Somme certes doublement symbolique, car en commençant avec l’euro, on vient rompre cette chaîne de la solidarité de la gratuité du soin et on entrouvre la porte de la marchandisation du soin.
Mais que nenni, nous répondent-ils, pour ces plus démunis on va leur proposer une baisse tarifaire en fonction de l’âge pour l’acquisition d’une complémentaire et les "gentilles" assurances qui les feront bénéficier de cet avantage auront un crédit d’impôt.
On mesure à quel point nos "responsables" ne se rendent pas compte, même avec des avantages d’accès, ce que représente le coût d’une mutuelle (sachant par exemple qu’il double pour une personne âgée).
Par ailleurs, il est bon de savoir qu’il n’y aura pas de crédit d’impôt pour les mutuelles qui remboursent l’euro supplémentaire ou le patient allé directement chez son spécialiste avant de voir son médecin traitant.
Cet accord à trois entre l’État, les mutuelles et les usagers (même s’ils n’ont pas donné leur avis) montre bien comment va être régulé ce qui doit être remboursé dans l’esprit d’un panier de soins et donc qu’il va falloir payer de plus en plus pour être remboursé de moins en moins.
Pour en finir avec l’usager on va lui faire bien comprendre que c’est la faute des profiteurs et des abuseurs s’il y a un trou de la Sécu, même si en réalité la fraude est plus que marginale... qu’importe... il profite.
L’important c’est de culpabiliser, de stigmatiser tout un chacun comme responsable de ces abus qui serait la cause prioritaire du déficit.
Il suffit d’un climat de suspicion qui pointe du doigt des responsables et coupables "qui feraient profiter tout leur clan..." pour jeter le trouble et créer une ambiance délétère.
Alors on va à grands frais mettre une photo sur la carte vitale (on ne sait pas si c’est de profil ou de face, ou peut-être les deux…) mais dans cette logique pourquoi pas une empreinte digitale ou rétinienne, ce serait plus sûr et on tendrait vers le risque zéro… en terme de tricheries !

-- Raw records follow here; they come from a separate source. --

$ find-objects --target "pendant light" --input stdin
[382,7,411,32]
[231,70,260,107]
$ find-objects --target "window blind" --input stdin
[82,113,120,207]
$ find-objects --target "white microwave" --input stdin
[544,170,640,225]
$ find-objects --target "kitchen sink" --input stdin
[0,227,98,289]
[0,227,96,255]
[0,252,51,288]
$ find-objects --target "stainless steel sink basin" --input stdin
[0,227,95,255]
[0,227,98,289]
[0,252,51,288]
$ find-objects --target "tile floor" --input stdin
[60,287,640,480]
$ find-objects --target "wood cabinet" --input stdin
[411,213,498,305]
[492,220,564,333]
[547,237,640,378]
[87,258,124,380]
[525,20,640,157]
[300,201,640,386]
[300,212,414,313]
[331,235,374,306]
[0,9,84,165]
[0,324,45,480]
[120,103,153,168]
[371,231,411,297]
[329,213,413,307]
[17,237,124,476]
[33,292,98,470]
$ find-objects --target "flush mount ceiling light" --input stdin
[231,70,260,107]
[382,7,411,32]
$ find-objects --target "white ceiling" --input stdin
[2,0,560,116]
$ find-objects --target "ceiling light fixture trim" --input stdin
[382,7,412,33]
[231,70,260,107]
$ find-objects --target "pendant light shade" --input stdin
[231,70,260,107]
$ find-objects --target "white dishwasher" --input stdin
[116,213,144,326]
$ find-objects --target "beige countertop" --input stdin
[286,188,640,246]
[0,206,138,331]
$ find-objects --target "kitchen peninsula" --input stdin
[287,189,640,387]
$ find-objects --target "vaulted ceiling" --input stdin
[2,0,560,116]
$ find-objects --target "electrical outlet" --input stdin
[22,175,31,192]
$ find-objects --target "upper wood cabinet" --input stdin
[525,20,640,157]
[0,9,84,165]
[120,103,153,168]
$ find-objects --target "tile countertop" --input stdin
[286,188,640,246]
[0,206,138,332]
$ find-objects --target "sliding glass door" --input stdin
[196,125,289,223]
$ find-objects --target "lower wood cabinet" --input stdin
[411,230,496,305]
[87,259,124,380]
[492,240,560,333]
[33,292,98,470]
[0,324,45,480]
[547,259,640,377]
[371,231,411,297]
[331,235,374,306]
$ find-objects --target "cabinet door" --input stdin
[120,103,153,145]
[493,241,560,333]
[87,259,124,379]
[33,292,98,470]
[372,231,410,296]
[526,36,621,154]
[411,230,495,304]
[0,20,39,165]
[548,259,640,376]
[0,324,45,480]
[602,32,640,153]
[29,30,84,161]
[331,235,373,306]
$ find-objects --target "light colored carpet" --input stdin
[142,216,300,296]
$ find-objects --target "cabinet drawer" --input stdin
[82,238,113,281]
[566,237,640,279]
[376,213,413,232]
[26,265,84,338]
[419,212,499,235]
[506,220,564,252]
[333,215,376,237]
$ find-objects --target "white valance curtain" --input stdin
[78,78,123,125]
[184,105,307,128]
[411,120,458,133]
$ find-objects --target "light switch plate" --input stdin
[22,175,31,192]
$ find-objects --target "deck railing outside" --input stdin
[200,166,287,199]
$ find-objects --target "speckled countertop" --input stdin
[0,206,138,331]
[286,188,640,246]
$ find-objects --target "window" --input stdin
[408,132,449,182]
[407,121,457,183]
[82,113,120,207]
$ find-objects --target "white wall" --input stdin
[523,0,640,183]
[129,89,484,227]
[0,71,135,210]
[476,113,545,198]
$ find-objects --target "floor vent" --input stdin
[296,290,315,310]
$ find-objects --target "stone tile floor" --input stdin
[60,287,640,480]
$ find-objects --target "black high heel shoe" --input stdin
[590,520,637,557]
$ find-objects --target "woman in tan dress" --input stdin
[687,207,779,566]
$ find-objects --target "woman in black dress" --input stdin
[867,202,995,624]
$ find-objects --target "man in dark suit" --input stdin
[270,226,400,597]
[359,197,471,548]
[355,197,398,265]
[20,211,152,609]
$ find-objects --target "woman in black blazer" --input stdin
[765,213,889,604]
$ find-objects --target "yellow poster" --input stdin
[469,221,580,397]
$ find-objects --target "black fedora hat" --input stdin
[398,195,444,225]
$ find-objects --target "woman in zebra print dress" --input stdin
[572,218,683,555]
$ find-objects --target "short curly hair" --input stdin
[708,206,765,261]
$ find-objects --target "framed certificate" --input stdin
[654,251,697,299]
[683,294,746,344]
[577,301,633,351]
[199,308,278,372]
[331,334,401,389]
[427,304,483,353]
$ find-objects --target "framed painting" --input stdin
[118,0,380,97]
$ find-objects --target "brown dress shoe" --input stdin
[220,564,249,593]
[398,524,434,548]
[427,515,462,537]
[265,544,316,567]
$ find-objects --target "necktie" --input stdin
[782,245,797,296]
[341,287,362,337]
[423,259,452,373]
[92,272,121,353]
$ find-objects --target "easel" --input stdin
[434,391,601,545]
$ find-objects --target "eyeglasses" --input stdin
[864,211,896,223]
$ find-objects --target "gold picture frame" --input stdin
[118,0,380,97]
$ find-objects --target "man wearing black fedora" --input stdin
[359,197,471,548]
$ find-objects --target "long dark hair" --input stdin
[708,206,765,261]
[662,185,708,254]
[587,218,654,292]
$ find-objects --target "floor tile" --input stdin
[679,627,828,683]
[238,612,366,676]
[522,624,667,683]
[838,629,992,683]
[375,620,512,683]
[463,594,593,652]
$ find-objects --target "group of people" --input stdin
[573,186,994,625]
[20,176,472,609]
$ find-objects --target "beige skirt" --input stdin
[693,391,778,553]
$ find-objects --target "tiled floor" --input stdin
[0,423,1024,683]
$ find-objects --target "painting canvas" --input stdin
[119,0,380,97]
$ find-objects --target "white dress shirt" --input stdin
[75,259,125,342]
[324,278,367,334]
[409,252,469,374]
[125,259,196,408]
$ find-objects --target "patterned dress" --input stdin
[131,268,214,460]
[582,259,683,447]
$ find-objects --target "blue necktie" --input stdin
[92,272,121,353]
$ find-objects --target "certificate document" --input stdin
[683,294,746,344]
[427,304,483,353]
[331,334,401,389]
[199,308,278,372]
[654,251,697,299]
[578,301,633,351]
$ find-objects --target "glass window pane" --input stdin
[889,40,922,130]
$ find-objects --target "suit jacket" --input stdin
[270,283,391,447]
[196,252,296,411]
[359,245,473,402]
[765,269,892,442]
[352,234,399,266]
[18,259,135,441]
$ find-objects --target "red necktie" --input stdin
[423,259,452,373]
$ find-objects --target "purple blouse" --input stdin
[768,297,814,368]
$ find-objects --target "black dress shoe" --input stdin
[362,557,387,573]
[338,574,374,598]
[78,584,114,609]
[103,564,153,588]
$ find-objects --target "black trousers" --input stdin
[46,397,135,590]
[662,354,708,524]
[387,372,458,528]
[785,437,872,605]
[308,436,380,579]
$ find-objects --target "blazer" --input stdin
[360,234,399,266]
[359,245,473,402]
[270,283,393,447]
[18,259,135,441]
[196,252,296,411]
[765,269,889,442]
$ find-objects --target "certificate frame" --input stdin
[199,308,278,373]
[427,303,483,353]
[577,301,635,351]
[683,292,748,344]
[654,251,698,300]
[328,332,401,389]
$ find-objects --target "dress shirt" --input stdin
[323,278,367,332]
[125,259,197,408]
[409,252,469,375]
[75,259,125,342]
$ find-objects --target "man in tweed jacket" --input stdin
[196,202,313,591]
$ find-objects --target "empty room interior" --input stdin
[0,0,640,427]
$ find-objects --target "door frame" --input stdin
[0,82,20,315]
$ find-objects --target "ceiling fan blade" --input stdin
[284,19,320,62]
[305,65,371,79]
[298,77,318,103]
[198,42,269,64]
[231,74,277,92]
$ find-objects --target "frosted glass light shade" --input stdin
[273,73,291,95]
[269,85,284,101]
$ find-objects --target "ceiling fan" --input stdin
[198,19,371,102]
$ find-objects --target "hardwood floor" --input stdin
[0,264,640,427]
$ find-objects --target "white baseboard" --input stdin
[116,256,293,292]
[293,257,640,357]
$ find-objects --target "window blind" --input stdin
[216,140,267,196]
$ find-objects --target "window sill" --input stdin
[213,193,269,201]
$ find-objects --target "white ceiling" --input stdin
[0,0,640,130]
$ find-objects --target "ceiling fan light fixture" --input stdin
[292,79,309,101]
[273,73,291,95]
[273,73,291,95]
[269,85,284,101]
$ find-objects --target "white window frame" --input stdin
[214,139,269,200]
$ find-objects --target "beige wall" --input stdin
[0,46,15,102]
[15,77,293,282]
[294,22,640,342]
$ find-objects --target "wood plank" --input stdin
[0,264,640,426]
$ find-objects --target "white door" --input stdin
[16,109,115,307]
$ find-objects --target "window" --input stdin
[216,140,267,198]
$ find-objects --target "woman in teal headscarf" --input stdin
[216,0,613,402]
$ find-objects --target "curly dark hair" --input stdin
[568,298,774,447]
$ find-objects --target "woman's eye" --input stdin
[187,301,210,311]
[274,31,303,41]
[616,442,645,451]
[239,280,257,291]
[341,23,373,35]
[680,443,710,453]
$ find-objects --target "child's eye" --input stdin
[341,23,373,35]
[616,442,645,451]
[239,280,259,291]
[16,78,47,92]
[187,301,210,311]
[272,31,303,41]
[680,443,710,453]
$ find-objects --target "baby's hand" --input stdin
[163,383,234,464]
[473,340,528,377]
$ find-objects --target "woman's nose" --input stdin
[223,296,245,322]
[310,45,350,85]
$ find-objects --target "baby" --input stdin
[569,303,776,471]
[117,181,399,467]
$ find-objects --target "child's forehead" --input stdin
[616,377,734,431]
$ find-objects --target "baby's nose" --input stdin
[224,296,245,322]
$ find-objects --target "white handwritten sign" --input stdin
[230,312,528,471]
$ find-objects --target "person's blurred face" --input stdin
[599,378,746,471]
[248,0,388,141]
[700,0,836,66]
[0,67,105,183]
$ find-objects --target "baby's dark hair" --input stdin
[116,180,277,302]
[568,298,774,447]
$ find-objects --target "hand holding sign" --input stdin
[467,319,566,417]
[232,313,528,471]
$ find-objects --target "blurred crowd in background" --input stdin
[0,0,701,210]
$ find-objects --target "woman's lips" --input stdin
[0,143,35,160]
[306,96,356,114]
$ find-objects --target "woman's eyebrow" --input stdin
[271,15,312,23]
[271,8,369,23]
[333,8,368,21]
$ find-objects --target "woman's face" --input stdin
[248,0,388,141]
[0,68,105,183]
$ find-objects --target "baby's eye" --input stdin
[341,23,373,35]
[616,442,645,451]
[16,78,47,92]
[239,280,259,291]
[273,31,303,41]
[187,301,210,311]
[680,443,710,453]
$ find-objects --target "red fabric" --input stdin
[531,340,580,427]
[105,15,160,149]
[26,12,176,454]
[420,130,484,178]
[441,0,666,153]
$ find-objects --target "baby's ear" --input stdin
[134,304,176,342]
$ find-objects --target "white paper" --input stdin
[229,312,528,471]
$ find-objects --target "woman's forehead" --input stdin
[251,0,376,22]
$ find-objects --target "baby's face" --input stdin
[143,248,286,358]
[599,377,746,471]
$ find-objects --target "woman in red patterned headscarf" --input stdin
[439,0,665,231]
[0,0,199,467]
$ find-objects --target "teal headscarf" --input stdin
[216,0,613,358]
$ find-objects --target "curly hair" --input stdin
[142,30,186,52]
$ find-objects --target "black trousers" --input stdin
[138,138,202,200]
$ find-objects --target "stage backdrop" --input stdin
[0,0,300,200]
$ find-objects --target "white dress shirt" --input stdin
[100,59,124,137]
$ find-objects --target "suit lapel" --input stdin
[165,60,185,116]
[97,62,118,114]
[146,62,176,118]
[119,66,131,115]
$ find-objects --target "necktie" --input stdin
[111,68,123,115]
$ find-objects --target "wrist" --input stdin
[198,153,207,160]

En martelant cette donnée marginale le gouvernement dans un climat de suspicion désigne l’autre comme responsable, cet autre sous entendu… le pauvre, le démuni, l’étranger…
Ce qui ressort de cette réforme, en dehors de son iniquité, de son injustice, de sa dominante répressive sur le plan financier, de son atteinte aux libertés individuelles c’est que le malade est mis sur le marché et que c’est lui qui va payer dans tous les sens du terme.